Koul Atesh, Novembre Giacomo
Neuroscience of Perception and Action Lab, Italian Institute of Technology (IIT), Viale Regina Elena 291, 00161, Rome, Italy.
Behav Res Methods. 2025 Jan 2;57(1):38. doi: 10.3758/s13428-024-02546-6.
Estimating how the human body moves in space and time-body kinematics-has important applications for industry, healthcare, and several research fields. Gold-standard methodologies capturing body kinematics are expensive and impractical for naturalistic recordings as they rely on infrared-reflective wearables and bulky instrumentation. To overcome these limitations, several algorithms have been developed to extract body kinematics from plain video recordings. This comes with a drop in accuracy, which however has not been clearly quantified. To fill this knowledge gap, we analysed a dataset comprising 46 human participants exhibiting spontaneous movements of varying amplitude. Body kinematics were estimated using OpenPose (video-based) and Vicon (infrared-based) motion capture systems simultaneously. OpenPose accuracy was assessed using Vicon estimates as ground truth. We report that OpenPose accuracy is overall moderate and varies substantially across participants and body parts. This is explained by variability in movement amplitude. OpenPose estimates are weak for low-amplitude movements. Conversely, large-amplitude movements (i.e., > ~ 10 cm) yield highly accurate estimates. The relationship between accuracy and movement amplitude is not linear (but mostly exponential or power) and relatively robust to camera-body distance. Together, these results dissect the limits of video-based motion capture and provide useful guidelines for future studies.

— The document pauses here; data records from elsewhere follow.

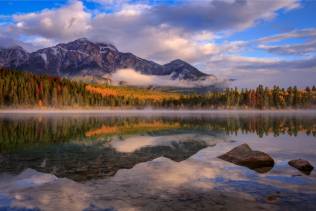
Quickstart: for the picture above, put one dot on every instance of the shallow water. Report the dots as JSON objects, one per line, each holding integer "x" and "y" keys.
{"x": 154, "y": 161}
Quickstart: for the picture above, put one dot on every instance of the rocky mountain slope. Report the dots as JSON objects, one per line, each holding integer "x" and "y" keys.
{"x": 86, "y": 58}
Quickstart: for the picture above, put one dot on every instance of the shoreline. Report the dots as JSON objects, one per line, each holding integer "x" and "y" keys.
{"x": 154, "y": 111}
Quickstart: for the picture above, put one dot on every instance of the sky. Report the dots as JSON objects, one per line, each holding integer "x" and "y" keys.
{"x": 268, "y": 42}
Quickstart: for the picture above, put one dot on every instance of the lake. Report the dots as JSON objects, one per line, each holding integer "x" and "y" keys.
{"x": 153, "y": 161}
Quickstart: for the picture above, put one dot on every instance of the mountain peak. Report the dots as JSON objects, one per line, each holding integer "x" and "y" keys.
{"x": 82, "y": 39}
{"x": 83, "y": 57}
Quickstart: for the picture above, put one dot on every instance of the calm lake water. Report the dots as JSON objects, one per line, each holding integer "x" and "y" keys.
{"x": 154, "y": 161}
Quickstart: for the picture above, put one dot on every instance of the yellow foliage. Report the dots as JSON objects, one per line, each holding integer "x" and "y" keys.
{"x": 141, "y": 94}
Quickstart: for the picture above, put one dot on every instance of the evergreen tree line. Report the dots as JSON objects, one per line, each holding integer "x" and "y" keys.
{"x": 24, "y": 89}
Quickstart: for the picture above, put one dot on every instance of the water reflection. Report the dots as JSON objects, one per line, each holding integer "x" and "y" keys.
{"x": 154, "y": 162}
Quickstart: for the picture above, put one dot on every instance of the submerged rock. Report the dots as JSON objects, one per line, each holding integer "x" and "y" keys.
{"x": 243, "y": 155}
{"x": 302, "y": 165}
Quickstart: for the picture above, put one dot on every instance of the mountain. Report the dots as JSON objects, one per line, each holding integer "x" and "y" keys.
{"x": 83, "y": 57}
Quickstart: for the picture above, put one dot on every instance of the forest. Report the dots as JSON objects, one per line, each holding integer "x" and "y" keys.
{"x": 26, "y": 90}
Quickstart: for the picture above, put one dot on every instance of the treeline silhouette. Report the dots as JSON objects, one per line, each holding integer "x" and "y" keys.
{"x": 24, "y": 89}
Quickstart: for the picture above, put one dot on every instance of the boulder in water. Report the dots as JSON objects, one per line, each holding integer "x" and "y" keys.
{"x": 302, "y": 165}
{"x": 243, "y": 155}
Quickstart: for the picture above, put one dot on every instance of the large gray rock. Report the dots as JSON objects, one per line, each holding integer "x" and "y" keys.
{"x": 302, "y": 165}
{"x": 243, "y": 155}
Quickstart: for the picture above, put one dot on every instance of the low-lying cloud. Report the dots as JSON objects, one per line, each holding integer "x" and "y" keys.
{"x": 134, "y": 78}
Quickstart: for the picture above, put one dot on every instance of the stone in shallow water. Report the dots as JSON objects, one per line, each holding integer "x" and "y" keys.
{"x": 243, "y": 155}
{"x": 302, "y": 165}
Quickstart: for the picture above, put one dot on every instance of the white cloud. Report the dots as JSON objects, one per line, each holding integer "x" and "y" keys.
{"x": 134, "y": 78}
{"x": 63, "y": 23}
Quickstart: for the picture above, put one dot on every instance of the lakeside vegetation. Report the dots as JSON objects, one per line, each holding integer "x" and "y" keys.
{"x": 26, "y": 90}
{"x": 20, "y": 133}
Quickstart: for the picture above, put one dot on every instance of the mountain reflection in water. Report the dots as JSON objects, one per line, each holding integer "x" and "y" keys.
{"x": 149, "y": 162}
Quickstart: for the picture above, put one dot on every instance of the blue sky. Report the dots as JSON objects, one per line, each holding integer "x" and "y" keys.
{"x": 254, "y": 41}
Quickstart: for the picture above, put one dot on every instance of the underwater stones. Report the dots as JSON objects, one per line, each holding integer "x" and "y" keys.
{"x": 302, "y": 165}
{"x": 243, "y": 155}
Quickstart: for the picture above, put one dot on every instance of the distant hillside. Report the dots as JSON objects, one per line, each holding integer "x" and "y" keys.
{"x": 23, "y": 89}
{"x": 82, "y": 58}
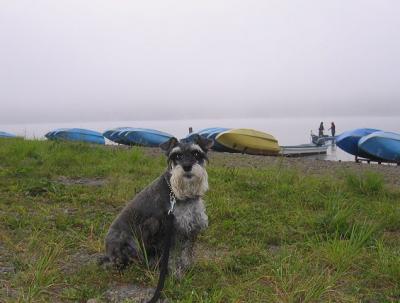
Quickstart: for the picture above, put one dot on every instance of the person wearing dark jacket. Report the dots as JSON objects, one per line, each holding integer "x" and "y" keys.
{"x": 333, "y": 129}
{"x": 321, "y": 129}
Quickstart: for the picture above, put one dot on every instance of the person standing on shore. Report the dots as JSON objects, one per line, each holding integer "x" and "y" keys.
{"x": 321, "y": 129}
{"x": 333, "y": 128}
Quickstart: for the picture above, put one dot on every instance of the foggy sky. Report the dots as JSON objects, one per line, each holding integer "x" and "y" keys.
{"x": 74, "y": 60}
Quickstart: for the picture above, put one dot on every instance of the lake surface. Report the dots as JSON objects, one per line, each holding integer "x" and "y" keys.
{"x": 288, "y": 131}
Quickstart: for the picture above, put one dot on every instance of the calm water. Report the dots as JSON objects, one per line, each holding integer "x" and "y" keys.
{"x": 288, "y": 131}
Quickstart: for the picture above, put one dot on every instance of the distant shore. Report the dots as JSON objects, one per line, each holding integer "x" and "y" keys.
{"x": 390, "y": 172}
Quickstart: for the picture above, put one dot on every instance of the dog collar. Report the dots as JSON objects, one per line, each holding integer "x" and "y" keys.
{"x": 172, "y": 198}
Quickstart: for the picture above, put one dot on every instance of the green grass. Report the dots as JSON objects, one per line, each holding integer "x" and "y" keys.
{"x": 275, "y": 235}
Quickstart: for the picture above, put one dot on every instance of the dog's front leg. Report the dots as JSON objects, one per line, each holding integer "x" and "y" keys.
{"x": 181, "y": 257}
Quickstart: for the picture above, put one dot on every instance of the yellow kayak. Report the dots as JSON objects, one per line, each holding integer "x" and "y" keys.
{"x": 249, "y": 141}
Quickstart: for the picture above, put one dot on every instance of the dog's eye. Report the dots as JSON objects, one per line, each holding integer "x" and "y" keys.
{"x": 197, "y": 155}
{"x": 177, "y": 156}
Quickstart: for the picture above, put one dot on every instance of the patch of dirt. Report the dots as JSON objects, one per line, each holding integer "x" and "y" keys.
{"x": 135, "y": 293}
{"x": 79, "y": 259}
{"x": 81, "y": 181}
{"x": 201, "y": 252}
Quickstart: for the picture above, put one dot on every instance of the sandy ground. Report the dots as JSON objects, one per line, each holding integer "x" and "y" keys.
{"x": 390, "y": 172}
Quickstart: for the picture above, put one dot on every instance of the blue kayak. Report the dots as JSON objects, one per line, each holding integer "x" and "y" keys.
{"x": 51, "y": 134}
{"x": 76, "y": 134}
{"x": 204, "y": 132}
{"x": 381, "y": 145}
{"x": 117, "y": 135}
{"x": 6, "y": 135}
{"x": 348, "y": 141}
{"x": 145, "y": 137}
{"x": 107, "y": 134}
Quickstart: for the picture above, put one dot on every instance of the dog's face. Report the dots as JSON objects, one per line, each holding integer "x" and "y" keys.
{"x": 186, "y": 163}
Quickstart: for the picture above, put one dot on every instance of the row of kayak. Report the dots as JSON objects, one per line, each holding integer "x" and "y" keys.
{"x": 241, "y": 140}
{"x": 225, "y": 140}
{"x": 371, "y": 144}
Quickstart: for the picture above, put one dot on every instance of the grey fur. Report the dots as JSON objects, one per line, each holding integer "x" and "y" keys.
{"x": 140, "y": 226}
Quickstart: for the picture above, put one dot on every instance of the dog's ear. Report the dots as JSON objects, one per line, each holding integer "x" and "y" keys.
{"x": 168, "y": 145}
{"x": 203, "y": 142}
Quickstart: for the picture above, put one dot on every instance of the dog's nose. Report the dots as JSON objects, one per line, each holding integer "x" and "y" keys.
{"x": 187, "y": 167}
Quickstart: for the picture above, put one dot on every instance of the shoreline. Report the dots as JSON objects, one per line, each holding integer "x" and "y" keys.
{"x": 390, "y": 172}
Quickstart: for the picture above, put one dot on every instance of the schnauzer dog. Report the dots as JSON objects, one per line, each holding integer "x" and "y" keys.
{"x": 140, "y": 227}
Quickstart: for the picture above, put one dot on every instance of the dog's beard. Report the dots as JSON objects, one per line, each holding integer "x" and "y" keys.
{"x": 186, "y": 185}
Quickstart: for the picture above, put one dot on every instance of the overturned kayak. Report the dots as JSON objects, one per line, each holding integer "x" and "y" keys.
{"x": 348, "y": 141}
{"x": 76, "y": 134}
{"x": 381, "y": 145}
{"x": 249, "y": 141}
{"x": 108, "y": 133}
{"x": 117, "y": 135}
{"x": 144, "y": 137}
{"x": 218, "y": 146}
{"x": 204, "y": 133}
{"x": 6, "y": 135}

估算人体在空间和时间中的运动方式——身体运动学——在工业、医疗保健以及多个研究领域都有重要应用。用于捕捉身体运动学的金标准方法成本高昂,且对于自然主义记录而言不切实际,因为它们依赖于红外反射式可穿戴设备和笨重的仪器。为克服这些限制,人们开发了多种算法,用于从普通视频记录中提取身体运动学信息。这会导致精度下降,然而精度下降的程度尚未得到明确量化。为填补这一知识空白,我们分析了一个包含46名人类参与者的数据集,这些参与者展示了不同幅度的自发运动。同时使用OpenPose(基于视频)和Vicon(基于红外)运动捕捉系统估算身体运动学信息。以Vicon估算值作为基准真值来评估OpenPose的精度。我们报告称,OpenPose的精度总体适中,且在不同参与者和身体部位之间存在很大差异。这可以通过运动幅度的变化来解释。OpenPose对低幅度运动的估算效果较差。相反,大幅度运动(即大于约10厘米)能产生高度准确的估算结果。精度与运动幅度之间的关系不是线性的(但大多呈指数或幂函数关系),并且对相机与身体的距离相对不敏感。总之,这些结果剖析了基于视频的运动捕捉的局限性,并为未来的研究提供了有用的指导方针。